El pecado no tiene favoritos. Ataca a todos, sin importar la edad, raza o condición económica. Siempre nos tienta para que hagamos nuestra voluntad. La rebelión es dañina y atractiva, y la repetición de conductas pecaminosas lleva a más de lo mismo, hasta que las acciones se arraigan tanto que ya no podemos parar; nos esclavizan.
La desobediencia comienza en nuestra mente. Una vez que la mente se involucra, la influencia se extiende a nuestra conducta, y esto avanza hasta que finalmente estamos más afianzados en ella de lo que jamás imaginamos. Todo este proceso es reforzado por el engaño. Nos decimos a nosotros mismos que lo que estamos haciendo no tiene nada de malo. Después de todo, todo el mundo se comporta igual.
Las exigencias del pecado siguen aumentando; sus beneficios son sólo de corto plazo.
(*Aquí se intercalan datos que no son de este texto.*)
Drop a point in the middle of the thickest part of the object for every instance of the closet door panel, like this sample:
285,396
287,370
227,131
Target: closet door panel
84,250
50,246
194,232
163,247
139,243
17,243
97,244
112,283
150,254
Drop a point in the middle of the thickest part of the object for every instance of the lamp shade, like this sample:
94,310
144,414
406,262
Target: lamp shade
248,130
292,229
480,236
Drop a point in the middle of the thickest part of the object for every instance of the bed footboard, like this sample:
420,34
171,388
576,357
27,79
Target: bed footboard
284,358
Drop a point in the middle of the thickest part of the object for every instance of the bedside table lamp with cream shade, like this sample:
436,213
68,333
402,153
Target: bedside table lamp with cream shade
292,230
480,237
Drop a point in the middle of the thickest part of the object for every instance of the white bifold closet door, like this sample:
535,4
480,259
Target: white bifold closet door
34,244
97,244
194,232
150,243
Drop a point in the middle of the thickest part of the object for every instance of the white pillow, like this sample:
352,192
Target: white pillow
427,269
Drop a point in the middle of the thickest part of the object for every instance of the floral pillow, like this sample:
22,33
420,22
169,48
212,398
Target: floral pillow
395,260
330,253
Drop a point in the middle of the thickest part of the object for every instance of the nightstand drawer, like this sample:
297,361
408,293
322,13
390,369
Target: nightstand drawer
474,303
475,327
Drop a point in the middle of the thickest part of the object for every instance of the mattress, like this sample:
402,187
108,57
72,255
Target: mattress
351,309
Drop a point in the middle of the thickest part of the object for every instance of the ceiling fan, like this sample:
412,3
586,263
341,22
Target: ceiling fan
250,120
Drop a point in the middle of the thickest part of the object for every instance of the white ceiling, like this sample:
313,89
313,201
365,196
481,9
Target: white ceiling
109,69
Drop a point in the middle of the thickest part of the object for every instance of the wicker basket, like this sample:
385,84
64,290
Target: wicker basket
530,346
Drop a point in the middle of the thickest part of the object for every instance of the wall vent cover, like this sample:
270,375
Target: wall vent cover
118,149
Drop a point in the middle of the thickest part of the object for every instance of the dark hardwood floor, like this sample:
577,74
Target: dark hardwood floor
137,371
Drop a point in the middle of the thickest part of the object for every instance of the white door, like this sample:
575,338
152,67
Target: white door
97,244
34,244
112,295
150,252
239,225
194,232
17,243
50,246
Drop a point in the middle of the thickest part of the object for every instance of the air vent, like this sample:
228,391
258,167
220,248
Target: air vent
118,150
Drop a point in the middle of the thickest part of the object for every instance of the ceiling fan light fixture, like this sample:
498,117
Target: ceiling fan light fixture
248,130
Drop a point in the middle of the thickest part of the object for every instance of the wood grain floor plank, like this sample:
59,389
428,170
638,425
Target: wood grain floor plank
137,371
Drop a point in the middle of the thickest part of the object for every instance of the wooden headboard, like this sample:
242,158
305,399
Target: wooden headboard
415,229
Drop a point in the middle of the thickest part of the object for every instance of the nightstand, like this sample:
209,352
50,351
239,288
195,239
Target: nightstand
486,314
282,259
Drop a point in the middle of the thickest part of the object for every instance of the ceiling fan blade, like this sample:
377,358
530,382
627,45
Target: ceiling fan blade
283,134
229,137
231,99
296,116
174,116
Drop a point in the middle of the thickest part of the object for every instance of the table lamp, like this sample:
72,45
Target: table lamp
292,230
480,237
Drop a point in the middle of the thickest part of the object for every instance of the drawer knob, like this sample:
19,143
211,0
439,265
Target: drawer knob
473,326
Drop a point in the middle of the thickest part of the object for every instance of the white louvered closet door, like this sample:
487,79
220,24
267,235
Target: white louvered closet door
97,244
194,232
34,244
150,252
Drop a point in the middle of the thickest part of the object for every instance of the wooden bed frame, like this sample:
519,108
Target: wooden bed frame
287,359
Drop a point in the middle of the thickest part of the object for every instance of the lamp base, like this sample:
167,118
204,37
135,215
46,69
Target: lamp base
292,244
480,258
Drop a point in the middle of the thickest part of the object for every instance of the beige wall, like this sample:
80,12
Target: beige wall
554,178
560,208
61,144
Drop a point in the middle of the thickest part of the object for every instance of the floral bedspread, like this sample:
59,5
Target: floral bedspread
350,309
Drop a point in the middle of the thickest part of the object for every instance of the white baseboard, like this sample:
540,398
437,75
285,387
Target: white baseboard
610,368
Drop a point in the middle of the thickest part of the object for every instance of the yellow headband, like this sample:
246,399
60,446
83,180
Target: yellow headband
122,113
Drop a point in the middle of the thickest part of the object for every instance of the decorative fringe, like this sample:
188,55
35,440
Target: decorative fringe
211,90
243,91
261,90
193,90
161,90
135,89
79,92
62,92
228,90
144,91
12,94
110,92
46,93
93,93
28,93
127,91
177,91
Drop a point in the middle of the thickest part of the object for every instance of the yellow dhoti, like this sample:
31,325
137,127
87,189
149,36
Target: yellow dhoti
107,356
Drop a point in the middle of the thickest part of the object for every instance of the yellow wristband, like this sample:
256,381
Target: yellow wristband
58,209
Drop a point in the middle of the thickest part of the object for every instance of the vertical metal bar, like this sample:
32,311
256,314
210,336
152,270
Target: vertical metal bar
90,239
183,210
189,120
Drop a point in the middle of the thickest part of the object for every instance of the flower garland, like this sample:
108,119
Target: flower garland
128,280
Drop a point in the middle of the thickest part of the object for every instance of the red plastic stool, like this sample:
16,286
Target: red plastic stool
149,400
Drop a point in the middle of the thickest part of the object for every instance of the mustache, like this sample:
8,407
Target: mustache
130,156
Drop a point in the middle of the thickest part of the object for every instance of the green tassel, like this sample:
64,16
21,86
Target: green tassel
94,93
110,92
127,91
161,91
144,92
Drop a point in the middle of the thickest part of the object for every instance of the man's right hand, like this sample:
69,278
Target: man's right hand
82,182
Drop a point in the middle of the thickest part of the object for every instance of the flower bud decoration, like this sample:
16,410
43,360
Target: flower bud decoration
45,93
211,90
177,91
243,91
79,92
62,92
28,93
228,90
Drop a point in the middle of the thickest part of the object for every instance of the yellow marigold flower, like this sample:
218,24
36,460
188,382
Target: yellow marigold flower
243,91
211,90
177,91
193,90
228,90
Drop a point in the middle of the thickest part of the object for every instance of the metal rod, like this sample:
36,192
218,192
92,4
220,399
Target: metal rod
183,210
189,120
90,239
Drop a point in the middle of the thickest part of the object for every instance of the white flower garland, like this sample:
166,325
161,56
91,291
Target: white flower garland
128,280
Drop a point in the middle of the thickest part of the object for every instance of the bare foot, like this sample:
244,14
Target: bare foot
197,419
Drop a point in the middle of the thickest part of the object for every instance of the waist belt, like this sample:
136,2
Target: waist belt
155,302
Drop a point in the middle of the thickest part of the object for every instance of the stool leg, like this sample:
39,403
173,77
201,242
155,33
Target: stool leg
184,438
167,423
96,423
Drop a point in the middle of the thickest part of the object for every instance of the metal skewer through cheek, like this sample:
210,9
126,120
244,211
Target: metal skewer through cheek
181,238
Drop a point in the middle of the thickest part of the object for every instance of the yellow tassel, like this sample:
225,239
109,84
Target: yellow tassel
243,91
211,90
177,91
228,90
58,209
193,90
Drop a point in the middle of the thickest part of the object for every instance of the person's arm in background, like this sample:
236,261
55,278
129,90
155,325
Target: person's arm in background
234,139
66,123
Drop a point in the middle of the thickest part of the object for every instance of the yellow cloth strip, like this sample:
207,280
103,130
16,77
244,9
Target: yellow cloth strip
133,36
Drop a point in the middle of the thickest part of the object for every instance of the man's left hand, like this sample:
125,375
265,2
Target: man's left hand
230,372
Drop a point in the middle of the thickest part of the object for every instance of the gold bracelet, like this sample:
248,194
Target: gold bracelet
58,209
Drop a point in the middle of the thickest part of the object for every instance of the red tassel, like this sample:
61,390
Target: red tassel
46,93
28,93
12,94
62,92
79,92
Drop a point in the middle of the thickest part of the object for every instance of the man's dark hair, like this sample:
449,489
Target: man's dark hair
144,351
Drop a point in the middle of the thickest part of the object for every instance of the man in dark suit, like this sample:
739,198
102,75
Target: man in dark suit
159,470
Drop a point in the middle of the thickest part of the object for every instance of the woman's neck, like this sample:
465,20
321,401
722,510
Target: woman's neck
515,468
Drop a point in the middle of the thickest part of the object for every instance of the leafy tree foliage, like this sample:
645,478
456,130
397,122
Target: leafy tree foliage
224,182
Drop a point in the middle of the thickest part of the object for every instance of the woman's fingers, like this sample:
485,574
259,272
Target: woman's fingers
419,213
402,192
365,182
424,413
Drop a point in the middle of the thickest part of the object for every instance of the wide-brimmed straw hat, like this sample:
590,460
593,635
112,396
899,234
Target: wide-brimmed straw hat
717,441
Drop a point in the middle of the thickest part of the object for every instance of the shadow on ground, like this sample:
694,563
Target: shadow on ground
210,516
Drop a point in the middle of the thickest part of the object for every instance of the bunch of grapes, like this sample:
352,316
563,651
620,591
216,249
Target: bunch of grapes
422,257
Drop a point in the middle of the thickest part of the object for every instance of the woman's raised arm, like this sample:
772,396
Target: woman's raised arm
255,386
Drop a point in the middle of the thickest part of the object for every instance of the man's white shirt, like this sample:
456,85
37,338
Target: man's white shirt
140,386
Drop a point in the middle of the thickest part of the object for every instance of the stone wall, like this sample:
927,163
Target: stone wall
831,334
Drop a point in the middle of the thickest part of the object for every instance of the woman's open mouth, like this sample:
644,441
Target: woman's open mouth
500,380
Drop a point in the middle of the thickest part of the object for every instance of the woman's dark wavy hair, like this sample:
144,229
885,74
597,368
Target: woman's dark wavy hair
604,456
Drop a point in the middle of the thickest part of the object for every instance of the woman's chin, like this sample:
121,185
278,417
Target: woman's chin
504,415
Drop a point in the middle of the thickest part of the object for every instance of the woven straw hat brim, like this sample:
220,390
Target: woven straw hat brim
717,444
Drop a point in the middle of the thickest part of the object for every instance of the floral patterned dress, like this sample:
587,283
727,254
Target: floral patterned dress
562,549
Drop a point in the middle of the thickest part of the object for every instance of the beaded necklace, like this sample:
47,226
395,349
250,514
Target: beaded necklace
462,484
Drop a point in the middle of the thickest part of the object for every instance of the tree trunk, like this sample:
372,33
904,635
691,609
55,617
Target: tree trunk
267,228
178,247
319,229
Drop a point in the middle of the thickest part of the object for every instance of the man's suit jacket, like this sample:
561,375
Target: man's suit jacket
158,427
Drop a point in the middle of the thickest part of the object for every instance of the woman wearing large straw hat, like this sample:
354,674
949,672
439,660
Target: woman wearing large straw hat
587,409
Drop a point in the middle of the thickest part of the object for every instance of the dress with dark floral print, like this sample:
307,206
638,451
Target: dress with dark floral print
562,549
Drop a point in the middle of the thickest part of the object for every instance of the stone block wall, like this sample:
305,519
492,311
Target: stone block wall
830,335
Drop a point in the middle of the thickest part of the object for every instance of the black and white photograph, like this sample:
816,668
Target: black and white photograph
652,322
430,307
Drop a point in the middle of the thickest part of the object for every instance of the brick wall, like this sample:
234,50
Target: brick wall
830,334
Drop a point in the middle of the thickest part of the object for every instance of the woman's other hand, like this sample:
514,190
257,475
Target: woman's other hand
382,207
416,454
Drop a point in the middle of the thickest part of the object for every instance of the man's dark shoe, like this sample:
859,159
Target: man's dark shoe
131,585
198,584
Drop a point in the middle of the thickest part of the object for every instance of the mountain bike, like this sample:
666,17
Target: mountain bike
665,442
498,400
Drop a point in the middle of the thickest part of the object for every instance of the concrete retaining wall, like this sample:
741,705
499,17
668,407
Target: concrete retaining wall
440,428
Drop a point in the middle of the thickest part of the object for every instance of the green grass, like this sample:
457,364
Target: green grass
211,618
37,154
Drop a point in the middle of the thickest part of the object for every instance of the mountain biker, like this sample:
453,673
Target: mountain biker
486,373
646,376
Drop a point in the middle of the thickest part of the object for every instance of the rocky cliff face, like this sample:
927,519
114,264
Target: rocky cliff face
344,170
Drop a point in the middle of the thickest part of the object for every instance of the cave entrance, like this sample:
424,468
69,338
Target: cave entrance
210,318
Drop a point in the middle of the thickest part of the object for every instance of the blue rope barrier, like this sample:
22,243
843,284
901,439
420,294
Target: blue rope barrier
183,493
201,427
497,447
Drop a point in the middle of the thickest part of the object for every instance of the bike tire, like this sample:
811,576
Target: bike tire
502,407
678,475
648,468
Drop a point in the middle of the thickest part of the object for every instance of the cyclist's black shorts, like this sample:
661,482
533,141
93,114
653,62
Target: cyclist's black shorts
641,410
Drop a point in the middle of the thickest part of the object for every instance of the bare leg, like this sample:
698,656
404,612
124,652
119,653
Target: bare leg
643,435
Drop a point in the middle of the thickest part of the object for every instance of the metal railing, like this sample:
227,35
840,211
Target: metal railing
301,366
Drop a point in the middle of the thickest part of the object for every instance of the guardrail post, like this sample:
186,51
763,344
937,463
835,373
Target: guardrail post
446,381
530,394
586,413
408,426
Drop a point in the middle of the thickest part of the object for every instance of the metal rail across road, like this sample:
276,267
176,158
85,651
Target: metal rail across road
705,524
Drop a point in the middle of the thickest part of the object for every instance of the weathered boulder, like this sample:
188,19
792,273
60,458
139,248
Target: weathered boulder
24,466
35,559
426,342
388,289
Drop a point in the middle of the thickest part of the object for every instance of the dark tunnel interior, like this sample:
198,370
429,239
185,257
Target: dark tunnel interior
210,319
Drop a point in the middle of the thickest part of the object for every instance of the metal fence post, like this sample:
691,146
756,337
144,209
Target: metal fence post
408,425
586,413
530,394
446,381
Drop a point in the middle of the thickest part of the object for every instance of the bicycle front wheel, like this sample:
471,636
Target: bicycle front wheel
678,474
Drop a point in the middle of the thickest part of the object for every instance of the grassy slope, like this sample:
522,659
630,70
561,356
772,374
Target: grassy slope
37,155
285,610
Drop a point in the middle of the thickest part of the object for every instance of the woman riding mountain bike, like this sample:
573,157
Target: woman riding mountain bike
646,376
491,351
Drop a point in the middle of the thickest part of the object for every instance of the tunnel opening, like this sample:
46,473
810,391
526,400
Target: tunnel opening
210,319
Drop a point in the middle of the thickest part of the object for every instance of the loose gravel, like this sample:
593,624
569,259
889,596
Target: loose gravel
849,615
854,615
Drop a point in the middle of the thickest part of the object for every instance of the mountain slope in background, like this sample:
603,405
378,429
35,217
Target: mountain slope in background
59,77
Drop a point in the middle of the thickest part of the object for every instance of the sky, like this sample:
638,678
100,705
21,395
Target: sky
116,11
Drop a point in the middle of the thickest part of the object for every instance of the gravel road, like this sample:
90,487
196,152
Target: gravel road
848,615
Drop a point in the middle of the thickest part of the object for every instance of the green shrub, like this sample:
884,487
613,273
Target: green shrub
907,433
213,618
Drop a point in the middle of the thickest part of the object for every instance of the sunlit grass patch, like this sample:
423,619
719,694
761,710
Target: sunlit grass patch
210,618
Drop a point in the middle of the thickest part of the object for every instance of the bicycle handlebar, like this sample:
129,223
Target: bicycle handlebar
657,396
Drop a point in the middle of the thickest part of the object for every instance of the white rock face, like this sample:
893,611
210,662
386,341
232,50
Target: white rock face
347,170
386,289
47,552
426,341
Al final, experimentamos vacío en vez de satisfacción, dolor en vez de bienestar y pérdidas en vez de ganancias. El pecado habitual divide nuestra mente y nuestras emociones. Entonces pasamos menos tiempo cumpliendo con nuestras responsabilidades, y más satisfaciendo nuestras ansias. También nuestro interés y nuestra preocupación por los demás se reducen. Con el tiempo, los sentimientos de culpa y de haber sido engañados hacen sentir sus efectos, y llevan a deseos autodestructivos.
La fe en Jesús nos libra del pecado. Por medio del Espíritu Santo tenemos el poder de rechazar los hábitos que nos controlan. Luego viene someterse a la dirección de Dios. La lucha puede ser fuerte, pero en Jesús la victoria es segura (1 Co. 15:57).